Universal halting times in optimization and machine learning
This work provides empirical evidence for universal halting time distributions in optimization, which could impact algorithm design and analysis in machine learning and physics, though it appears incremental as it builds on existing concepts of universality.
The authors investigated the halting time distributions of optimization algorithms on random systems like spin glasses and deep learning, finding that after centering and scaling, these distributions remain unchanged across different landscape distributions, with two qualitative classes observed: Gumbel-like and Gaussian-like.

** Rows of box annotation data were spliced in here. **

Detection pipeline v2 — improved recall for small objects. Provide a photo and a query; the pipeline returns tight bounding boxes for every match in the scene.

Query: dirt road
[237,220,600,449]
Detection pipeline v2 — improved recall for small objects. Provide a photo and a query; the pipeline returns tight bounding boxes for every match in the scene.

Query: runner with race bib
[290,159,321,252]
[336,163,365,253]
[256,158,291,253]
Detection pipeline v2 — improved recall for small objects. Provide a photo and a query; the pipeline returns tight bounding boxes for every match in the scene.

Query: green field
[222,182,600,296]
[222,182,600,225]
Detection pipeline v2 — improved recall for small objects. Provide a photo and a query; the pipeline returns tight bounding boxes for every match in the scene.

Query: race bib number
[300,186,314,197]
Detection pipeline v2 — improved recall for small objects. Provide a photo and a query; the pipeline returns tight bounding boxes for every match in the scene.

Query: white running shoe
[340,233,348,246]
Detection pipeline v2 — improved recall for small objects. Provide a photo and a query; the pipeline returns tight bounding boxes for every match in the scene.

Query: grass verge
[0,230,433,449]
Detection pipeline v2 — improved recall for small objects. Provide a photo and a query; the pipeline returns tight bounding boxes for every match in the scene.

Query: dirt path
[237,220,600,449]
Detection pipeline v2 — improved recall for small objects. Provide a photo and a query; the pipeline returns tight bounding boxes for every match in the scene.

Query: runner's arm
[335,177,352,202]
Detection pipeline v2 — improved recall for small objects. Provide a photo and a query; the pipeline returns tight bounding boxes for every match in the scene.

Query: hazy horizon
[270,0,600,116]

The authors present empirical distributions for the halting time (measured by the number of iterations to reach a given accuracy) of optimization algorithms applied to two random systems: spin glasses and deep learning. Given an algorithm, which we take to be both the optimization routine and the form of the random landscape, the fluctuations of the halting time follow a distribution that, after centering and scaling, remains unchanged even when the distribution on the landscape is changed. We observe two qualitative classes: A Gumbel-like distribution that appears in Google searches, human decision times, the QR eigenvalue algorithm and spin glasses, and a Gaussian-like distribution that appears in conjugate gradient method, deep network with MNIST input data and deep network with random input data. This empirical evidence suggests presence of a class of distributions for which the halting time is independent of the underlying distribution under some conditions.